Playoff picture and standings: where this game lands in NFL history

This result doesn't just cap a season, it rewrites the hierarchy. The winning QB now owns multiple iconic playoff wins, a sparkling TD-to-INT ratio for this postseason, and a resume that puts him firmly in the ongoing GOAT bar debates. The losing squad, meanwhile, enters the offseason with big questions: do they retool the offensive line that gave up key pressures, or rework a secondary that got shredded for over 300 passing yards on the biggest stage?

For the big-picture nerds tracking every seed, storyline, and future matchup, this game was the exclamation point on a wild bracket. Early upsets, road warriors, and one offense finding its stride at exactly the right time. If you want to see how the road to this night looked on paper and how every team stacked up during the season, you need the full standings and playoff grid.

What does this mean for the playoff race? Check the current NFL picture here

Social Media Spotlight: Controversial call & Hail Mary heartbreak

Online, the conversation is absolutely melting down over that no-call on the deep ball before the final punt. Was it defensive holding?

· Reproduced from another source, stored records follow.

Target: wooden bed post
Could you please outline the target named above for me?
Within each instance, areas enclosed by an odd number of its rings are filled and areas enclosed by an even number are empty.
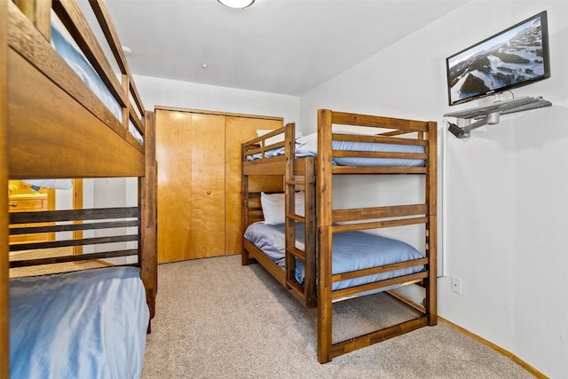
[[[10,376],[10,306],[8,290],[8,159],[6,156],[7,120],[7,2],[0,2],[0,377]]]
[[[332,112],[318,112],[318,360],[332,359],[332,303],[331,303],[331,249],[332,249],[332,166],[331,166]]]
[[[241,145],[241,156],[244,159],[245,157],[245,146],[244,144]],[[241,231],[243,233],[243,243],[242,243],[242,251],[241,252],[241,265],[248,265],[248,250],[245,249],[244,243],[244,233],[247,230],[247,226],[248,226],[248,176],[242,175],[242,170],[244,167],[241,168]]]
[[[156,239],[157,162],[155,150],[155,115],[146,112],[146,172],[138,180],[138,209],[140,233],[138,241],[140,278],[146,288],[150,319],[155,315],[155,297],[158,291],[158,256]],[[149,330],[149,327],[148,327]]]
[[[426,201],[428,223],[426,224],[426,254],[428,257],[428,283],[426,285],[426,314],[428,325],[438,323],[438,123],[428,122],[428,171],[426,173]]]

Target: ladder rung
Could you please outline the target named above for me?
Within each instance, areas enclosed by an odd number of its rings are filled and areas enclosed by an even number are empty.
[[[305,262],[305,252],[300,250],[299,249],[297,249],[297,248],[286,248],[286,252],[288,253],[288,254],[291,254],[294,257],[296,257],[296,258],[300,258],[304,262]]]
[[[287,180],[286,184],[288,186],[305,186],[305,182],[304,180]]]
[[[289,279],[288,280],[286,280],[286,284],[288,284],[290,288],[290,291],[296,290],[298,295],[300,295],[301,296],[304,296],[304,288],[302,288],[302,286],[300,286],[296,280],[290,280]]]

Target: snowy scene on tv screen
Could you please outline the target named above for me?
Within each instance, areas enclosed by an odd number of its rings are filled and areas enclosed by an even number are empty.
[[[448,59],[452,103],[543,75],[540,17]]]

Illegal contact? Or just classic playoff-level physicality? The replay angles are all over your feed, and every slow-mo seems to tell a different story.

Beat writer take: That call changed everything

Let's be real: for forty-five minutes, this was about QB brilliance and wideout wizardry. But the moment we're all going to argue about for months is that third-down incompletion down the seam. If the flag flies there, we're talking about the winning QB taking knees and hoisting the trophy with no last-second drama. Instead, the no-call handed the other side one more shot and gave us that Hail Mary heart attack.

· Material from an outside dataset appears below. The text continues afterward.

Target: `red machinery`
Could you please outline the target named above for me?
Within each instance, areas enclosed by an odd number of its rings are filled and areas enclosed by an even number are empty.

From my seat, this felt like the night the winning QB fully took the torch. The poise on 4th down, the precision in the red zone, the way he manipulated protections and never panicked vs pressure — that's championship DNA. You don't survive that kind of back-and-forth shootout without a stone-cold operator under center.

For the runner-up, the stat line will look good in a vacuum — multiple total TDs, nearly 300 yards — but those turnovers were fatal. In a Super Bowl where every possession is gold, you just can't spot an offense this hot extra chances. This isn't a "blow it up" loss, though. It's a "tweak the protection, add one more reliable target, and run it back" kind of offseason.

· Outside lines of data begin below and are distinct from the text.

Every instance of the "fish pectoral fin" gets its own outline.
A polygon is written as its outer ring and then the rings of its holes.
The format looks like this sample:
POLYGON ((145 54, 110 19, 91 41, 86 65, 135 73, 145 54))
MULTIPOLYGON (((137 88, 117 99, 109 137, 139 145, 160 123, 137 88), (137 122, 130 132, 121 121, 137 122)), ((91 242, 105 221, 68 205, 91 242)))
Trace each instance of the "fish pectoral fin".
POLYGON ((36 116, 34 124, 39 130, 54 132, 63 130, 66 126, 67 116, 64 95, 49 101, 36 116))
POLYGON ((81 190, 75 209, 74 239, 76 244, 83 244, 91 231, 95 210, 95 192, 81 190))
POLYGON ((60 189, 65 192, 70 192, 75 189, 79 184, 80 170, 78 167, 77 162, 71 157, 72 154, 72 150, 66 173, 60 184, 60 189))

Closing whistle: the season's last score, but not the last debate

So if you came looking for NFL results today, you got a full drama binge: fireworks on offense, gutsy fourth-down calls, superstar QBs trading haymakers, and a Lombardi clinched on the final defensive stand. The debates about the officiating, the play-calling, and where this sits among the greatest Super Bowls ever? Those are just getting started.

While the confetti gets swept up and the offseason rumor mill starts to spin, you can rewind the whole journey — from Week 1 chaos to this championship thriller — by digging back into how every team stacked up.